As for GAE, you might find people reluctant to beat that dead horse. But maybe not. He who shall not be named kind of started P. Sci. because he kept claiming we were too mean to him every time we tried to critically discuss his ideas or book and he needed a place where he made all the rules to air his martyr complex. Personally, the whole topic is kind of triggering, so I avoid it. More power to everyone who thinks it actually answers any questions, may you live long and prosper.
Adam, this is off-topic. Either provide feedback on the discussion questions raised, or scroll on by. The OP did not come here to listen to creationism Gish gallops and “whatabout” tangents. If you want to talk about sulphur balls and cut and paste propaganda from other websites, start your own thread.
While we have discussed that issue before, what I was left with in a nutshell is that while ultimately not a viable idea, it is a good stepping stone to those who are moving from a literalist view to one with more nuance.
The main problem I see is individuals who are indistinguishable biologically and in every other sense being not of the image of God, coexisting with those who are. The problems that arise from both literalism and the genealogical ideas are resolved when the it is accepted that the story represents us all in a figurative sense, as well as becomes more meaningful, as it then is not a story about Adam and Eve, but about us.

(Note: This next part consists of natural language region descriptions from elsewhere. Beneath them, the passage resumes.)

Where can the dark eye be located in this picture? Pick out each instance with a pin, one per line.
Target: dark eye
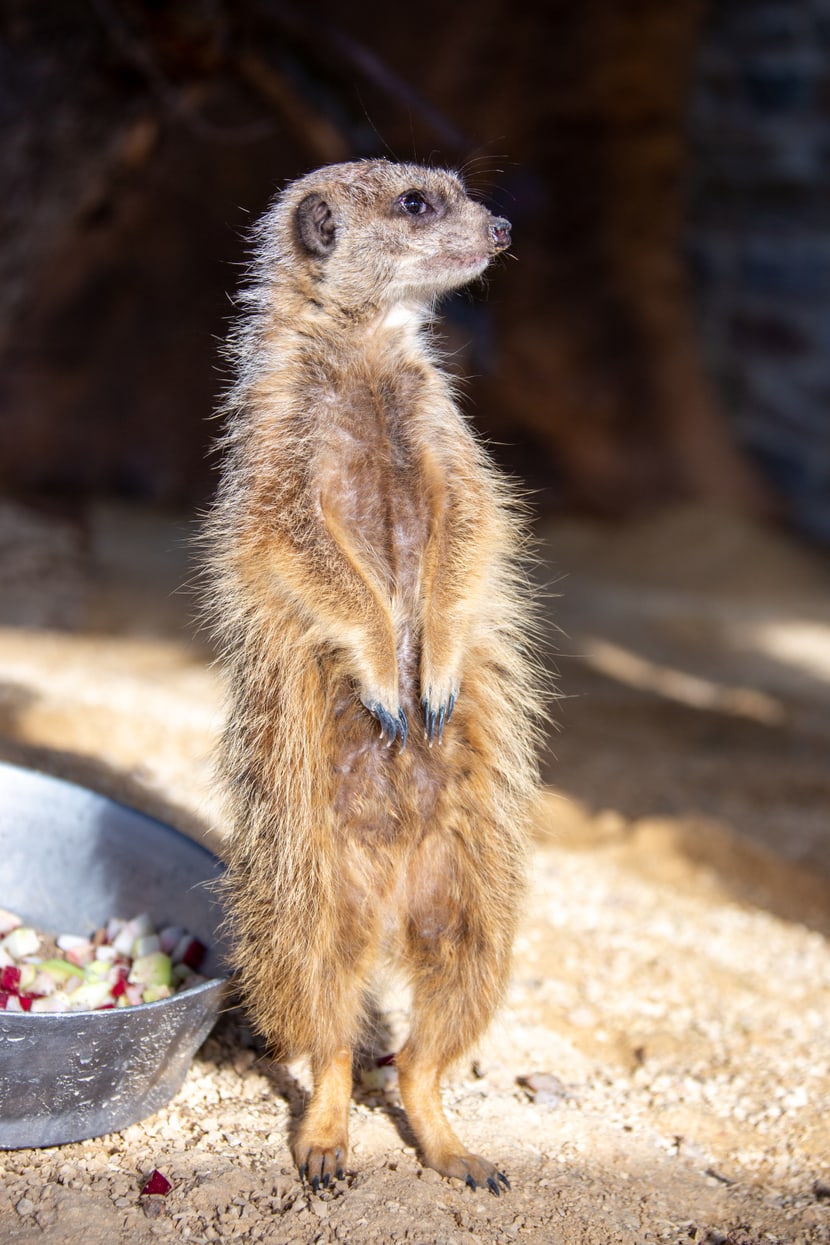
(415, 203)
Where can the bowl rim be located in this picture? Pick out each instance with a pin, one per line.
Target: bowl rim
(209, 984)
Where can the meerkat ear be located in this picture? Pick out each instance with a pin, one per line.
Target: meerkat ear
(316, 225)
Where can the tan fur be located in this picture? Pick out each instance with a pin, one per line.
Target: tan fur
(363, 555)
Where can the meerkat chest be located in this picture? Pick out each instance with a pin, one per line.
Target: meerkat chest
(375, 471)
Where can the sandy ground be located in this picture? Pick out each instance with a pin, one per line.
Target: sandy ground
(661, 1071)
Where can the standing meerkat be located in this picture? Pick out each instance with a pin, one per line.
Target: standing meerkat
(365, 583)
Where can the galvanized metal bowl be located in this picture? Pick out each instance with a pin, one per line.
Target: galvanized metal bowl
(70, 859)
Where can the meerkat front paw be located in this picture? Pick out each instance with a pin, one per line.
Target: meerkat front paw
(393, 722)
(437, 711)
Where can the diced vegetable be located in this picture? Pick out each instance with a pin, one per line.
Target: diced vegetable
(121, 965)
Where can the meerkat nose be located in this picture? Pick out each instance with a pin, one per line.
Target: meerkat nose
(500, 233)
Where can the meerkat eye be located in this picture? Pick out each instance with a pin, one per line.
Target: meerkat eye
(415, 203)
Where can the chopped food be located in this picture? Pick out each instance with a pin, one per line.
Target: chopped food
(120, 965)
(156, 1184)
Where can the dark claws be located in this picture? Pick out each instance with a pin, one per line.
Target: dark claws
(392, 725)
(436, 718)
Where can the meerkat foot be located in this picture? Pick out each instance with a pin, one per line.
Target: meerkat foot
(321, 1146)
(439, 1147)
(436, 715)
(472, 1169)
(320, 1162)
(393, 725)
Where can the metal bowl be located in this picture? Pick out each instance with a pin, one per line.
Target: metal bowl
(70, 859)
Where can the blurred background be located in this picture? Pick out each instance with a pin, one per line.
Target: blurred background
(663, 334)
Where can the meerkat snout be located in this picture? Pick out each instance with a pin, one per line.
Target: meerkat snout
(500, 233)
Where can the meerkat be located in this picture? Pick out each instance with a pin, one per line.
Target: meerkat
(366, 585)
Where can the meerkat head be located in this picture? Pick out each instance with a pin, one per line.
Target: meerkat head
(372, 233)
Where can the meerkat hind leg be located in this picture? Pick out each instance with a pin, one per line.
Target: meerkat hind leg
(419, 1082)
(321, 1144)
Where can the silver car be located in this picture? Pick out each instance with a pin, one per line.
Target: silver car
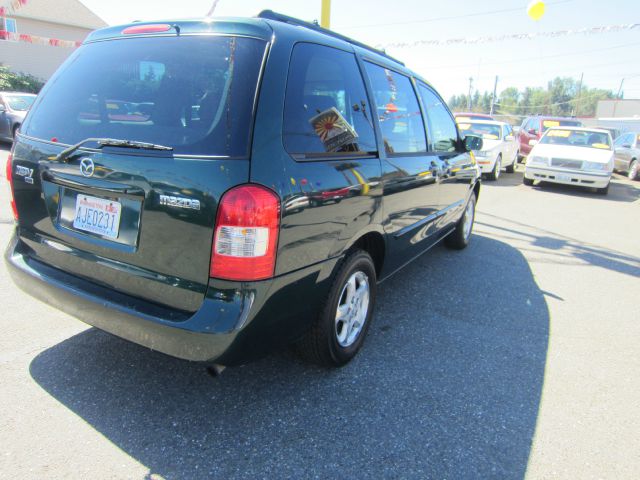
(627, 154)
(13, 108)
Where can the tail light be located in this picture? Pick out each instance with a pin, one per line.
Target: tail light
(246, 236)
(9, 174)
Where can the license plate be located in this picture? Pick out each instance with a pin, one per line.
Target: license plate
(97, 215)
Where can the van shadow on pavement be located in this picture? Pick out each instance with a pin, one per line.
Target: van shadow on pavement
(448, 385)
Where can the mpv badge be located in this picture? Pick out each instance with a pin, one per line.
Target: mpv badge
(86, 167)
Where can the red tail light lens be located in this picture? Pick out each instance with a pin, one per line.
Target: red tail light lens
(246, 236)
(153, 28)
(9, 173)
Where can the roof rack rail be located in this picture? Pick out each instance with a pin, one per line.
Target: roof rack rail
(279, 17)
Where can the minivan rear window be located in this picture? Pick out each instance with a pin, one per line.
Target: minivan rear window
(192, 93)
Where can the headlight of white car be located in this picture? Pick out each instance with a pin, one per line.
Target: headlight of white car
(597, 166)
(535, 160)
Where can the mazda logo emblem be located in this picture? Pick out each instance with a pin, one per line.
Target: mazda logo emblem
(86, 167)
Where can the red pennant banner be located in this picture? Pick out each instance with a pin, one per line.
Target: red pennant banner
(37, 40)
(7, 8)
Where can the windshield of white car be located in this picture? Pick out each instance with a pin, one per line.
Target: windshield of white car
(485, 130)
(20, 103)
(577, 138)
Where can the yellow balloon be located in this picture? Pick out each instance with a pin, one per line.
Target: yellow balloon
(535, 10)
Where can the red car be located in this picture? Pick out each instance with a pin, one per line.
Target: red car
(533, 127)
(464, 116)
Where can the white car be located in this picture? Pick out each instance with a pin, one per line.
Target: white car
(499, 145)
(572, 156)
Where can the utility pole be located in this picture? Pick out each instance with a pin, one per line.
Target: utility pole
(493, 98)
(325, 19)
(576, 106)
(615, 102)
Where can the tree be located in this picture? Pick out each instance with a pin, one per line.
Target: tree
(559, 98)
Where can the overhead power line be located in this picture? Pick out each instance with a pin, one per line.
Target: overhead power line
(531, 107)
(529, 59)
(513, 36)
(442, 19)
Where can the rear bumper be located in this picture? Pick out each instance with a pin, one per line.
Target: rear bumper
(237, 322)
(568, 177)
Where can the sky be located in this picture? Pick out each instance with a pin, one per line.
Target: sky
(604, 59)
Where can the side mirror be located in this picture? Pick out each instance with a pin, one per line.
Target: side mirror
(473, 142)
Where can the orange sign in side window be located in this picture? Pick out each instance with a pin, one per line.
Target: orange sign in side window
(559, 133)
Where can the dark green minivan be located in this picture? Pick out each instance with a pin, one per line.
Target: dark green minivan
(216, 188)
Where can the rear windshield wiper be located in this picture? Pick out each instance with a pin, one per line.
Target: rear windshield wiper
(109, 142)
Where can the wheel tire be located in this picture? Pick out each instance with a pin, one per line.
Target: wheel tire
(512, 168)
(459, 238)
(634, 170)
(495, 173)
(322, 344)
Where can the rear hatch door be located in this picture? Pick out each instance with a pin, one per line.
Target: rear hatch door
(138, 215)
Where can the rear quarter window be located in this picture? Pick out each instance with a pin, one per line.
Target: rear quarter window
(192, 93)
(397, 110)
(326, 109)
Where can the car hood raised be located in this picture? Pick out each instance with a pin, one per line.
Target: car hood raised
(575, 153)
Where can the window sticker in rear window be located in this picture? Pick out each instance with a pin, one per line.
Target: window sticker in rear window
(333, 130)
(559, 133)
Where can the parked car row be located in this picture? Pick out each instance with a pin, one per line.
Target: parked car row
(572, 156)
(626, 145)
(627, 155)
(499, 150)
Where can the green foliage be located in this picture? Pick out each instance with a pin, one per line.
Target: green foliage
(19, 82)
(562, 97)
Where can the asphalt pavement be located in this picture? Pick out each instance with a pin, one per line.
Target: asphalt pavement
(517, 357)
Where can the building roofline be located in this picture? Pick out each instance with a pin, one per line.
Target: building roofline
(57, 22)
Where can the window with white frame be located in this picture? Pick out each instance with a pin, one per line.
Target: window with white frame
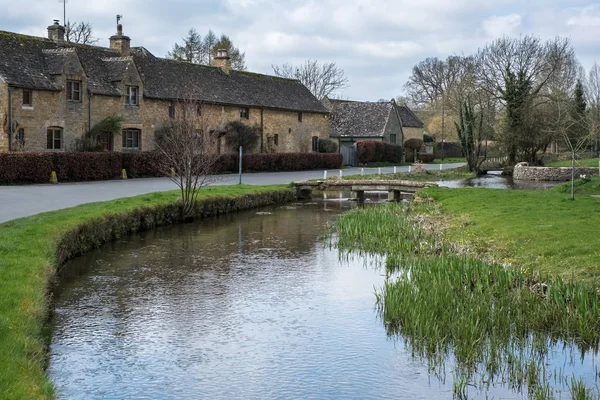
(132, 139)
(54, 138)
(132, 96)
(73, 90)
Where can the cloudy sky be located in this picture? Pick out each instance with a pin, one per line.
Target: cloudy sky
(376, 42)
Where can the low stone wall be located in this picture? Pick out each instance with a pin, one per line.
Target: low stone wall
(523, 171)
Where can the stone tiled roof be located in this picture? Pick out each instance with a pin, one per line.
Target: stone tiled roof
(23, 62)
(33, 62)
(170, 79)
(409, 119)
(359, 119)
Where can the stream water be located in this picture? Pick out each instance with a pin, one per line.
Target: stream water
(254, 305)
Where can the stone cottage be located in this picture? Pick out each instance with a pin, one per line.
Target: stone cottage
(52, 92)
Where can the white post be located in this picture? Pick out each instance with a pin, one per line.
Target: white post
(241, 151)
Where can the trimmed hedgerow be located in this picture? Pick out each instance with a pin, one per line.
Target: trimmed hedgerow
(87, 166)
(376, 151)
(25, 167)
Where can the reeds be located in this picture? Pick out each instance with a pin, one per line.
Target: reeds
(498, 324)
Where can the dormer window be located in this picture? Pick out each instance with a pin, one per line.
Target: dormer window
(74, 90)
(132, 96)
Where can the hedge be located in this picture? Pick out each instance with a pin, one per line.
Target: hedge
(374, 151)
(80, 166)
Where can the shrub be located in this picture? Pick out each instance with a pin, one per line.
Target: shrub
(327, 146)
(425, 157)
(80, 166)
(73, 167)
(376, 151)
(25, 167)
(428, 138)
(239, 134)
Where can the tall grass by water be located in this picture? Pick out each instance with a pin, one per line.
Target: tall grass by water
(497, 324)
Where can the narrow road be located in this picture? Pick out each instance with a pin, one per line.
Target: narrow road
(23, 201)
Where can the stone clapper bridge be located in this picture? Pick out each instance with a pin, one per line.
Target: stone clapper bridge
(395, 188)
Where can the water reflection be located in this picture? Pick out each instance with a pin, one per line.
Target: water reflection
(253, 306)
(494, 180)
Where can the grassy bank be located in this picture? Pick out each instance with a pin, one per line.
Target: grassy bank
(543, 230)
(32, 248)
(496, 324)
(587, 162)
(423, 176)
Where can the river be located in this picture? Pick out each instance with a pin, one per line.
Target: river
(254, 305)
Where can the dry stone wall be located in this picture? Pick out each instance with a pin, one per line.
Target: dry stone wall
(523, 171)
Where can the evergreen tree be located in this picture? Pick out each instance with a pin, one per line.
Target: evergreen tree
(578, 127)
(238, 59)
(198, 50)
(191, 49)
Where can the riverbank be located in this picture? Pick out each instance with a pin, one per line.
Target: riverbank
(32, 249)
(486, 322)
(543, 230)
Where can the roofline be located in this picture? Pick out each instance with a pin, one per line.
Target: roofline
(238, 105)
(413, 114)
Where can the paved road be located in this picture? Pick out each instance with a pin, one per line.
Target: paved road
(23, 201)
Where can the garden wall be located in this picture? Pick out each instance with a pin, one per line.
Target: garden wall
(523, 171)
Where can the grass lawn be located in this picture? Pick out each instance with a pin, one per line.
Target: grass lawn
(27, 264)
(543, 230)
(587, 162)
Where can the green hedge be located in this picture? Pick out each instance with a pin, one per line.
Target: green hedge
(92, 166)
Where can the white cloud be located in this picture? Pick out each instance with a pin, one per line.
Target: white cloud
(376, 41)
(498, 26)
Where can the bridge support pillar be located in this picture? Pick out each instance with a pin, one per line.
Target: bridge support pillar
(394, 195)
(358, 195)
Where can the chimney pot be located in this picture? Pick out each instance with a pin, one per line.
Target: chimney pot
(223, 61)
(56, 32)
(120, 42)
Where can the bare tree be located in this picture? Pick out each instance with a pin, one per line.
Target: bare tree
(515, 72)
(442, 84)
(592, 91)
(188, 152)
(80, 32)
(322, 79)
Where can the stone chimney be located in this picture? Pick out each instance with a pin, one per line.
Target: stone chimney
(56, 32)
(120, 42)
(223, 61)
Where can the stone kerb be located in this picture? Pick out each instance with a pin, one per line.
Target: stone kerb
(523, 171)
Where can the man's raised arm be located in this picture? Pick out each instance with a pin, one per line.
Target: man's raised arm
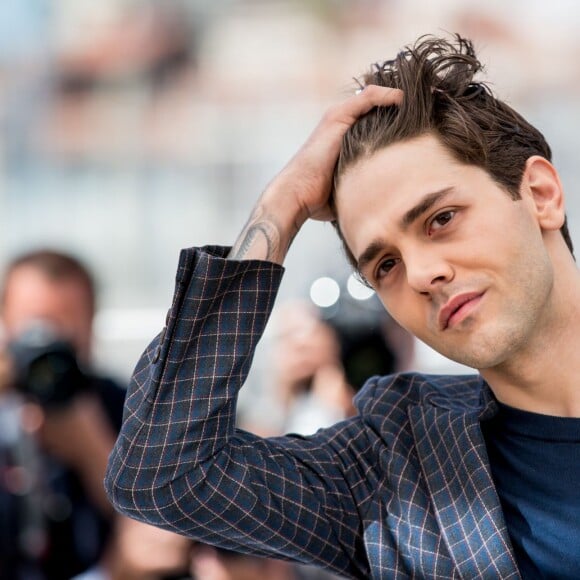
(179, 462)
(301, 189)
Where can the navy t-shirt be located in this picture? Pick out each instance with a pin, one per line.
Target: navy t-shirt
(535, 462)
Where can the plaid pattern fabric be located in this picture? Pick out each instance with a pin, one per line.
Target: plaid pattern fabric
(403, 490)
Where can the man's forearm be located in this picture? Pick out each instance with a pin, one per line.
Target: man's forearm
(269, 231)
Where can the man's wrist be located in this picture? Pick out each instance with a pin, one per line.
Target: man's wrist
(269, 232)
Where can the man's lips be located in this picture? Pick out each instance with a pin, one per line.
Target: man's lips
(457, 308)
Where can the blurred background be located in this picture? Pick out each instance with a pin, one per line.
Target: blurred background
(132, 128)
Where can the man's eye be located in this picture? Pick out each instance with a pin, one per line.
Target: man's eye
(386, 266)
(441, 219)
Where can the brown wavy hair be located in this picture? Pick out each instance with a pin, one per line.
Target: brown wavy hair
(442, 98)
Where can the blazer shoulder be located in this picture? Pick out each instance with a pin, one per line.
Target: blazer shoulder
(382, 394)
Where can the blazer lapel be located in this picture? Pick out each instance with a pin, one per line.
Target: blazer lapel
(454, 461)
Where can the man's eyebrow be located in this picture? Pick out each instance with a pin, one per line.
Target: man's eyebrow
(426, 203)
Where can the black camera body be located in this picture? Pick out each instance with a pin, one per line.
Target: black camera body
(46, 367)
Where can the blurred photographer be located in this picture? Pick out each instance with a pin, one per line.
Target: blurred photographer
(58, 422)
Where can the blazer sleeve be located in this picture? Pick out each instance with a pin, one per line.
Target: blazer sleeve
(181, 464)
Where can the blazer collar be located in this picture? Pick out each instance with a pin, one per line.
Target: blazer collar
(454, 461)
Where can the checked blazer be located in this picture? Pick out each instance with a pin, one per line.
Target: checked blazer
(402, 490)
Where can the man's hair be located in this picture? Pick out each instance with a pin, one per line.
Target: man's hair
(442, 98)
(57, 267)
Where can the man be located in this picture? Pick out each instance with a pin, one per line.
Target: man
(64, 421)
(450, 208)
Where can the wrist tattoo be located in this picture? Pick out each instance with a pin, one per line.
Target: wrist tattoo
(258, 227)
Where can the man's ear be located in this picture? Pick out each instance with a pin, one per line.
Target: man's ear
(541, 185)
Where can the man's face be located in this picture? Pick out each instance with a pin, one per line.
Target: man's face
(30, 297)
(454, 259)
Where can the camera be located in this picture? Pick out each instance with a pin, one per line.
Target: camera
(46, 367)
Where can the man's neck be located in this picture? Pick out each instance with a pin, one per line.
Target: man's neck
(543, 377)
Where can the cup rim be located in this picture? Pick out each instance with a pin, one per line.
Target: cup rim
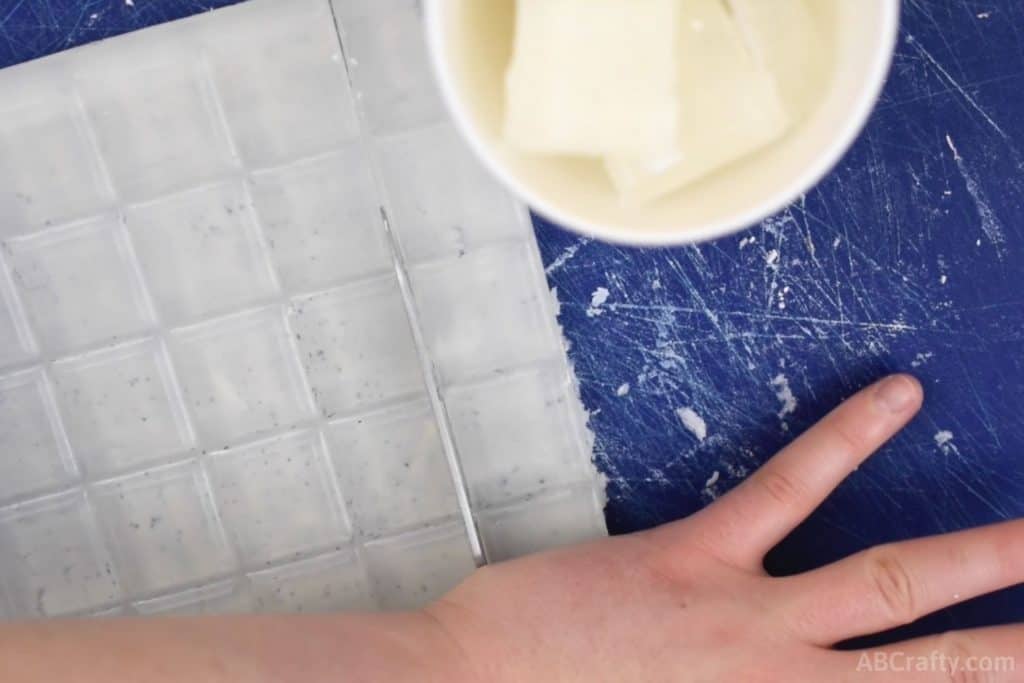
(823, 163)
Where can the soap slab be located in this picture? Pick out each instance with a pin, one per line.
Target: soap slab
(212, 395)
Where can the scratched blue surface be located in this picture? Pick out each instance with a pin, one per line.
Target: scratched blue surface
(907, 257)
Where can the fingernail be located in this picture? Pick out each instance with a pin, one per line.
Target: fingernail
(895, 393)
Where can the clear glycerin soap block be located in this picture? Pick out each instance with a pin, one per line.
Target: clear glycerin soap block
(212, 395)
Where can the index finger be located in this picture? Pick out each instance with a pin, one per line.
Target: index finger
(751, 519)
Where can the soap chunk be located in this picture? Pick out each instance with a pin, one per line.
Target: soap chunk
(729, 107)
(594, 78)
(785, 40)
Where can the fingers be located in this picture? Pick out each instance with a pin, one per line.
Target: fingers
(993, 655)
(751, 519)
(893, 585)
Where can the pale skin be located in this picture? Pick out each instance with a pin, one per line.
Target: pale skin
(688, 601)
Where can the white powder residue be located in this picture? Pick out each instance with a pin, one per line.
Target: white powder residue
(944, 439)
(922, 358)
(598, 299)
(693, 422)
(990, 223)
(784, 394)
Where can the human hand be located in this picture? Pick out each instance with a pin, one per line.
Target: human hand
(690, 601)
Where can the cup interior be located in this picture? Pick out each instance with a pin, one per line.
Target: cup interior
(471, 45)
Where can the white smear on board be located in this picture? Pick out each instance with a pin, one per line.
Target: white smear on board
(693, 422)
(787, 402)
(922, 358)
(709, 489)
(598, 299)
(990, 223)
(944, 439)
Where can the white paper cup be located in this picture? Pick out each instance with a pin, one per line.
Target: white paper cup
(470, 44)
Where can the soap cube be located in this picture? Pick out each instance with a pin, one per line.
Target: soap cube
(729, 108)
(594, 77)
(785, 40)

I see the Genesis stories as shaped by Ancient Middle East myths and the knowledge they presumed about the world. I also note the ‘two books” idea of nature and revelation was part of medieval discussions among the Franciscans. They looked for evidence of divine causality and pointers to the nature of God as creative cause and purpose, but saw in scripture the greater revelation of God and our purpose that nature alone cannot provide.
I have seen your evidence and the evidence of many others and I still think Genesis is mythological. Your “evidence” just fails to convince me otherwise.
Did JS ever concede when pushed that he believed in GAE? I always got the impression he did not, he just thought it was a genius and heroic bridge-building breakthrough that was surely going to bring the die-hard concordists and biblical literalists onboard with evolutionary science.